Changes to civil litigation funding and costs are beginning to bite in the clinical negligence sector.

Lord Justice Jackson’s reforms may not have dealt as devastating a blow to the medical negligence sector as they have to personal injury – but practitioners in this field and their clients have not escaped unscathed. Eight months on, changes to civil litigation funding and costs in England and Wales are beginning to have an adverse impact on claimants, particularly those with less valuable claims.

 Firms’ cashflows are also coming under pressure, following the removal of legal aid for clinical negligence claims. Competition is hotting up in the sector, with personal injury firms branching out into clinical negligence to make up for lost revenue post-Jackson.

The Legal Aid, Sentencing and Punishment of Offenders Act 2012, flanked by new Civil Procedure Rules, gave effect to most of Lord Jackson’s recommendations on 1 April. Not only has legal aid been removed for clinical negligence (bar a few exceptions), but in no win, no fee agreements the losing side no longer pays the success fee. Claimants will now pay it out of their damages. And whereas before 1 April the winning claimant could recover after-the-event litigation insurance premiums in their entirety, now only the insurance premium for expert fees can be recouped from the losing defendant. Finally, under new costs and case management rules, English courts will be exerting a much tighter control on what can be spent by claimants on bringing medical negligence claims. Costs are likely to be considered disproportionate – and therefore disallowed or reduced – if they exceed the value of the claim. Budgets must be set before the start of the court process.

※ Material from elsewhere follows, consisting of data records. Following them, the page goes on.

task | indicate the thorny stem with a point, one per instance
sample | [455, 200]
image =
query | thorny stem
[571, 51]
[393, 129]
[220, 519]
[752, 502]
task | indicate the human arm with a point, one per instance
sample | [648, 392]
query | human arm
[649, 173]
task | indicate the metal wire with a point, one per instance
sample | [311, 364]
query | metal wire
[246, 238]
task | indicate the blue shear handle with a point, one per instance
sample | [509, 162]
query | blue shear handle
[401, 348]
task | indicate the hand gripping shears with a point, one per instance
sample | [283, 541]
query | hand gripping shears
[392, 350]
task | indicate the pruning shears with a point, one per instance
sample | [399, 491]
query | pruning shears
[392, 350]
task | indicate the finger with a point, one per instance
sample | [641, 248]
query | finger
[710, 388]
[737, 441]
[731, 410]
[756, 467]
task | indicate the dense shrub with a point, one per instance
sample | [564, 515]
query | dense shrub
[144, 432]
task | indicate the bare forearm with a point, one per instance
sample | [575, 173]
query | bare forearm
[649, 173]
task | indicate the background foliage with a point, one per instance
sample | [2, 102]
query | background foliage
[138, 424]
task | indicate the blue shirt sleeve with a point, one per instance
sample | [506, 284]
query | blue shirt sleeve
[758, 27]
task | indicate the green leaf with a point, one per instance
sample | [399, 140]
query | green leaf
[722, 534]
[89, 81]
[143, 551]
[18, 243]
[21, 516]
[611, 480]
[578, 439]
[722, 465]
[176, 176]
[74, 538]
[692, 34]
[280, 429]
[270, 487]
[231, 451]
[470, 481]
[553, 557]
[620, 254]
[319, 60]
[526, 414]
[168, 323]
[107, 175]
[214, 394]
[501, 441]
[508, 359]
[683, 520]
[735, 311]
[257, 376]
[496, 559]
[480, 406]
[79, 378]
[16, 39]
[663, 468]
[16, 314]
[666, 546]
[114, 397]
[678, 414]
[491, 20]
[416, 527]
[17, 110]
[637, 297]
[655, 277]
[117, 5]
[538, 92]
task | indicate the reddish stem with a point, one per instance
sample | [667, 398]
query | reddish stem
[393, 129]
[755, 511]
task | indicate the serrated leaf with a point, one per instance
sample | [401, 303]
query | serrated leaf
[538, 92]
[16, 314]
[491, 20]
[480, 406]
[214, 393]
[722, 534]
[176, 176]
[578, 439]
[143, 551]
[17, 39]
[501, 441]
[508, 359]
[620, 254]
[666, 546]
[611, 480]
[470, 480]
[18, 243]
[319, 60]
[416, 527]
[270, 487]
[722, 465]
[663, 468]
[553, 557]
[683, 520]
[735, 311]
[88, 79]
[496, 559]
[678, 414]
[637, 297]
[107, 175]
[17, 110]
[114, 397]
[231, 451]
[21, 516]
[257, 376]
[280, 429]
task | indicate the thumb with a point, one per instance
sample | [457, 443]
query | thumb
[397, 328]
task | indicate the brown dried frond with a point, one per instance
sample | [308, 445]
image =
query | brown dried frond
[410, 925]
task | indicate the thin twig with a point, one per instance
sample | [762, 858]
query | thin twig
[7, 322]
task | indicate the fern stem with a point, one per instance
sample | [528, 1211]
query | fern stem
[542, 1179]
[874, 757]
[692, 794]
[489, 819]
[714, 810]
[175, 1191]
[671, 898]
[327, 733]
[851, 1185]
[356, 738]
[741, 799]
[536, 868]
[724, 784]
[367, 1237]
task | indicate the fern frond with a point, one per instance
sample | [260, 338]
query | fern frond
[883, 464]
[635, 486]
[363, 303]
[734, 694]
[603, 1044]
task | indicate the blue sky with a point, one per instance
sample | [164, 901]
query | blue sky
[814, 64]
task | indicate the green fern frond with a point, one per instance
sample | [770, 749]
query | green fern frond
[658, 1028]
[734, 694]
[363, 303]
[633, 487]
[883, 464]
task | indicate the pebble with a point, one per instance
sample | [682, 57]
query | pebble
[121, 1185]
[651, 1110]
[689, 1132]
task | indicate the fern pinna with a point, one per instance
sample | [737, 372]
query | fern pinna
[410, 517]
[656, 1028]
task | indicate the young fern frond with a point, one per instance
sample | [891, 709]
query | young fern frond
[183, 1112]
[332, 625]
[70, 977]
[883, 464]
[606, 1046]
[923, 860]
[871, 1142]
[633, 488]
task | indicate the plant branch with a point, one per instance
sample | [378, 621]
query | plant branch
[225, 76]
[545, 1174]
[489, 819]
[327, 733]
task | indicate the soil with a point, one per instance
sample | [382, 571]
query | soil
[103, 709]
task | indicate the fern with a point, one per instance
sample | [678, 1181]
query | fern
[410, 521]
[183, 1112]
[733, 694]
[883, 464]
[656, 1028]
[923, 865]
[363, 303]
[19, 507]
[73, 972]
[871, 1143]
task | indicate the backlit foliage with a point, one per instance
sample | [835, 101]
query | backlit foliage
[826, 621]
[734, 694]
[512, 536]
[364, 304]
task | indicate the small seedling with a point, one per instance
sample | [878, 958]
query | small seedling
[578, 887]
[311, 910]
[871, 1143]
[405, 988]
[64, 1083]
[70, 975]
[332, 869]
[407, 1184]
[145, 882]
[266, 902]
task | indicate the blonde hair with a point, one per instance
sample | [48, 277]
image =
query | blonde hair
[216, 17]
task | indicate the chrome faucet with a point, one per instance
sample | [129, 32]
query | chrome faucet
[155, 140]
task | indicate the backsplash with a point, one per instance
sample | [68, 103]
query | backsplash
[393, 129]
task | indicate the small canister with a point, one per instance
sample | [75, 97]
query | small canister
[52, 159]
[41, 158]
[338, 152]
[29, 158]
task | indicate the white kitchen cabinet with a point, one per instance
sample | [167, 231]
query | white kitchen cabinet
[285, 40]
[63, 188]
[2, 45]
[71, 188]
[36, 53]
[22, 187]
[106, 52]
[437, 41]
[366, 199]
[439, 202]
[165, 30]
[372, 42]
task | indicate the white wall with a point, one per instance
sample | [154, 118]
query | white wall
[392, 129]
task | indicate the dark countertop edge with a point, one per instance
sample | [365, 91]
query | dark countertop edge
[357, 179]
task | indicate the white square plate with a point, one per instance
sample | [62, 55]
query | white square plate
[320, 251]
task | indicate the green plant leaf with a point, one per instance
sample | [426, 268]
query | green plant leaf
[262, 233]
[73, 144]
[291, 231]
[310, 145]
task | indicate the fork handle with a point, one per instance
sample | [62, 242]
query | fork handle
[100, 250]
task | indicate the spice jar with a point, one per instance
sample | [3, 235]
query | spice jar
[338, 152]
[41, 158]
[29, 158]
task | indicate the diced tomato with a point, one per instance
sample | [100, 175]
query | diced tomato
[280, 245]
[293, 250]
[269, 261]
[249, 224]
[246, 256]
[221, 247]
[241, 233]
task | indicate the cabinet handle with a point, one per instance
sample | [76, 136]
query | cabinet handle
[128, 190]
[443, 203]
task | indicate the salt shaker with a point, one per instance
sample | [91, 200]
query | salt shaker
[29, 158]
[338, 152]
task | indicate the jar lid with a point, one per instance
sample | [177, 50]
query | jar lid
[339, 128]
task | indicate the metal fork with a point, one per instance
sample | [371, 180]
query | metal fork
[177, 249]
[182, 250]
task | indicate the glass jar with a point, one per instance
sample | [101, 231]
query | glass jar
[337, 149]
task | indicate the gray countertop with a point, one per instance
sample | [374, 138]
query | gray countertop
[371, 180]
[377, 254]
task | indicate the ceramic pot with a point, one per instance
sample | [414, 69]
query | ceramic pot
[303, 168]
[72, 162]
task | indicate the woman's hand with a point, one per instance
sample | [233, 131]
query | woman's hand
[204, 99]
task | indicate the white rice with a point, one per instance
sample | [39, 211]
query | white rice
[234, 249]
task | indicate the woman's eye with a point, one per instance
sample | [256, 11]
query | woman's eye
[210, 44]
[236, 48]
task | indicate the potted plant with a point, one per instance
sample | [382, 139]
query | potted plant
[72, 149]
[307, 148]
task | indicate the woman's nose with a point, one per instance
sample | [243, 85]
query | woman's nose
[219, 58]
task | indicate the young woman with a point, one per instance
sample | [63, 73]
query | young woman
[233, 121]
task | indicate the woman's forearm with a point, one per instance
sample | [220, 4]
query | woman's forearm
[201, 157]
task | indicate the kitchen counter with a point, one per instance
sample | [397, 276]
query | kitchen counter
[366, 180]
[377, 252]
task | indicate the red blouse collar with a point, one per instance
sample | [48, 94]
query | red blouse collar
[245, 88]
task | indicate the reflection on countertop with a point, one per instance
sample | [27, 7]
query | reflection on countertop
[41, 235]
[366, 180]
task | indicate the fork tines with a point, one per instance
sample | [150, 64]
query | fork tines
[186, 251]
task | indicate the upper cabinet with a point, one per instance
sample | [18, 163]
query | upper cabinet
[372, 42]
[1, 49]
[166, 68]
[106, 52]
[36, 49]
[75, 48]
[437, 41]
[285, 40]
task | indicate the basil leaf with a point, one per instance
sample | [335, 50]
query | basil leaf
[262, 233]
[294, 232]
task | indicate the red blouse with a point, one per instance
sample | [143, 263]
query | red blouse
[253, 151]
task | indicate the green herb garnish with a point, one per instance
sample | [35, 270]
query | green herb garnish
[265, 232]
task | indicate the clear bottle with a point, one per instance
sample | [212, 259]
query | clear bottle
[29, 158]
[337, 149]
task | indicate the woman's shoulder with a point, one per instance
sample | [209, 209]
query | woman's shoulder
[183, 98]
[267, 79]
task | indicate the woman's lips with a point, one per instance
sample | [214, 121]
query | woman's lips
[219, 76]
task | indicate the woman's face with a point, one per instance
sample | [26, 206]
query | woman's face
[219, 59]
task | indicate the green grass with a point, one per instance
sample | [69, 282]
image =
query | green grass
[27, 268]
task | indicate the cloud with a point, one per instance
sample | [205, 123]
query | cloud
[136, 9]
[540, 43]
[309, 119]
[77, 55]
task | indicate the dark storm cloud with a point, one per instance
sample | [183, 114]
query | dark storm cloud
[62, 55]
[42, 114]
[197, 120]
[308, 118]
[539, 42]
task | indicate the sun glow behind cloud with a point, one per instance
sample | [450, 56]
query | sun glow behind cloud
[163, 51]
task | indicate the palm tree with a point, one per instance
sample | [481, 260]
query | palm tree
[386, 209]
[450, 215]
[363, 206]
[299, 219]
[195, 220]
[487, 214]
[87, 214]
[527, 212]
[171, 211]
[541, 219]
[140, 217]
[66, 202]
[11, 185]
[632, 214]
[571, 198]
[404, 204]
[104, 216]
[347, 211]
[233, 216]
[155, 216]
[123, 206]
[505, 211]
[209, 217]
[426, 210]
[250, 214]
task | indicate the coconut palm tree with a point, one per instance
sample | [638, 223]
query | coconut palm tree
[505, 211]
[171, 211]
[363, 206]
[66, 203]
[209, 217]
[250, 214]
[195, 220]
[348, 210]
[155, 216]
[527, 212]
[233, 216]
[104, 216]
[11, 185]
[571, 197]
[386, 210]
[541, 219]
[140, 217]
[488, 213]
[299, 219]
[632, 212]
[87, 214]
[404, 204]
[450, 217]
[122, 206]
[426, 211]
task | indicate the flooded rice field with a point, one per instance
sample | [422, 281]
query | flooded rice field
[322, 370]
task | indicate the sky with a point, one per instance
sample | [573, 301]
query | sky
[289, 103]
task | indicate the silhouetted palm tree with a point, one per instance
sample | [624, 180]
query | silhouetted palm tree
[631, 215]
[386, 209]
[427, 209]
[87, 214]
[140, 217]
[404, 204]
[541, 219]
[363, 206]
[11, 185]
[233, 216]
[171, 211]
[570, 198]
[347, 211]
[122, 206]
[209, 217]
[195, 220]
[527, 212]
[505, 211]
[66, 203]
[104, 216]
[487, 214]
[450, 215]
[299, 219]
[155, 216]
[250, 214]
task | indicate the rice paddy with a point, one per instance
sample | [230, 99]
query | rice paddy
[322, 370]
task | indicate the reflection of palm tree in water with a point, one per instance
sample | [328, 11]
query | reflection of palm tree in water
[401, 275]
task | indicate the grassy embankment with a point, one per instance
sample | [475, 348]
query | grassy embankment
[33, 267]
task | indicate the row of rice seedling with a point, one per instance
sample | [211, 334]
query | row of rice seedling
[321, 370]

The strongest signal yet of the courts’ very tough line on compliance with these new costs budgeting rules is the Mitchell case, which was heard before the Court of Appeal on 7 November. Clinical negligence lawyers to whom the Gazette spoke were anxiously awaiting the outcome, but did not hold out much hope. The claimant lawyers in Mitchell were heavily penalised for failing to file their costs budget on time, with their costs reduced to court fees alone and relief from sanctions denied. That pessimism has proven justified; the appeal was dismissed as the Gazette went to press.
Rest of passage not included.